Neo: Intelligent 3D Room Scanning

Neo: Intelligent 3D Room Scanning
AWSGCPFirebasePythonPyTorchTensorFlowFlutterSwiftPostgreSQL

LiDAR-based navigation AI agent for visually impaired users; Treehacks Hackathon 2025

At Treehacks Hackathon 2025, I spearheaded the development of Neo, an innovative application that leverages LiDAR and point cloud technologies to generate precise 3D OBJ file scans of indoor environments. Designed with accessibility in mind, Neo empowers users—including those with visual impairments—by integrating a suite of intuitive features and cutting-edge technologies.

Key Features & Functionalities

  • Dynamic Scanning Controls: Toggle scanning/sampling, RGB visualization, and point cloud display. Easily clear/reset the point buffer to ensure accurate scanning.
  • Flexible Data Management: Save detailed scans as `.ply` files (in both ASCII and binary formats), export or delete previously saved scans, and benefit from an increased sampling rate for enhanced detail.
  • Voice-Guided Navigation: By integrating OpenAI's Whisper—fine-tuned to accurately interpret room scans—the app provides real-time, audio-based navigational cues. Users simply ask where specific objects or locations are, and Neo responds with clear, actionable guidance.
  • Historical Data Storage: A robust SQL database stores past scans, ensuring users can access and review their historical data seamlessly.

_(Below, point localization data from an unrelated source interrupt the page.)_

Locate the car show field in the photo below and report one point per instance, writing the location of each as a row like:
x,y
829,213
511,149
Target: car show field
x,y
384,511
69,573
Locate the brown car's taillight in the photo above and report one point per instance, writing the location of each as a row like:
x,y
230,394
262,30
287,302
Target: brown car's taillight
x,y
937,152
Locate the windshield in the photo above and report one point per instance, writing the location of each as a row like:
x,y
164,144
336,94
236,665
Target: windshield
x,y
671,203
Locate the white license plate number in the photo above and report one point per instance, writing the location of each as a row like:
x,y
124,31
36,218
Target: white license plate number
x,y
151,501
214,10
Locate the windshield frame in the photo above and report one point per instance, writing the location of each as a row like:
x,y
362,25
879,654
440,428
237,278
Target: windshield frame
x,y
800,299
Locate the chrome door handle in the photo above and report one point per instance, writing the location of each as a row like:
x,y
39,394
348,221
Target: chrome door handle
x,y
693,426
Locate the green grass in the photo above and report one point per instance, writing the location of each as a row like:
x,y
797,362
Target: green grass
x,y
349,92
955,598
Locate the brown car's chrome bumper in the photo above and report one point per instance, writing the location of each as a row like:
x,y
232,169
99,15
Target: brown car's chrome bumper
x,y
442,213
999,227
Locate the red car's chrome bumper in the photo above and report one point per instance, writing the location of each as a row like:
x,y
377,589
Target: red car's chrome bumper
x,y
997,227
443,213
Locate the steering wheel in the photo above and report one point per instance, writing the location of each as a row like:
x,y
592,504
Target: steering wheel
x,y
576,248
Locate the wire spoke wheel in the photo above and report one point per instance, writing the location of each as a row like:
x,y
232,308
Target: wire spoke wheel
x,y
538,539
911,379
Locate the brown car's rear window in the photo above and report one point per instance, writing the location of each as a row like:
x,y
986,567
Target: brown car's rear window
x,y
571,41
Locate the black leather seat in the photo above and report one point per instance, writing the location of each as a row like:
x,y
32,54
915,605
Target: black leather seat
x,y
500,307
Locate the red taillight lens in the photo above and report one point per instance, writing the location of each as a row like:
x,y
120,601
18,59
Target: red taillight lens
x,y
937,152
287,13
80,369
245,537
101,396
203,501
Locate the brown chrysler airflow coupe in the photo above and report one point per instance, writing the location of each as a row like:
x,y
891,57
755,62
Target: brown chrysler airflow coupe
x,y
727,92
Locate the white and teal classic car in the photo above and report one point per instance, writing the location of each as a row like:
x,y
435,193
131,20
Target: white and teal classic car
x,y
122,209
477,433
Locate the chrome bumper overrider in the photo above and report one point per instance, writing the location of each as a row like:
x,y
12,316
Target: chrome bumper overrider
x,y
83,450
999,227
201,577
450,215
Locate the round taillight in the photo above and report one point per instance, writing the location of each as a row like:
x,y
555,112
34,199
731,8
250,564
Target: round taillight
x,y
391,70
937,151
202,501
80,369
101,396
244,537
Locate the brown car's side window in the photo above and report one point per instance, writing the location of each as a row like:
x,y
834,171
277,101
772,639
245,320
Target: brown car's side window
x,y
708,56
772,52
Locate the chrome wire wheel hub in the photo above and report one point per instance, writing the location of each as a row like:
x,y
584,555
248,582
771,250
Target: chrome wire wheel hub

Impact on the Blind Community

Neo's innovative voice-guided navigation system has a profound impact on blind and visually impaired individuals. By delivering real-time audio cues and detailed spatial information, the app empowers users to confidently navigate indoor spaces, significantly enhancing their safety and independence. This breakthrough technology bridges the gap between digital and physical environments, fostering inclusion and enabling a more autonomous daily experience for the blind community.

Technological Stack

  • Frontend: Developed using Swift (with ARKit integration for advanced LiDAR functionality), Flutter, React, and JavaScript to create a responsive, cross-platform user experience.
  • Backend: A Python-powered API (leveraging frameworks like Flask) orchestrates real-time data processing and integrates machine learning models to enhance scan detection and audio responsiveness.
  • Cloud & Data Management: Firebase underpins the app's authentication, real-time database, and cloud storage needs, ensuring scalability and secure data management. Additional technologies, such as Docker for containerized deployments and CI/CD pipelines, supported rapid development and iteration.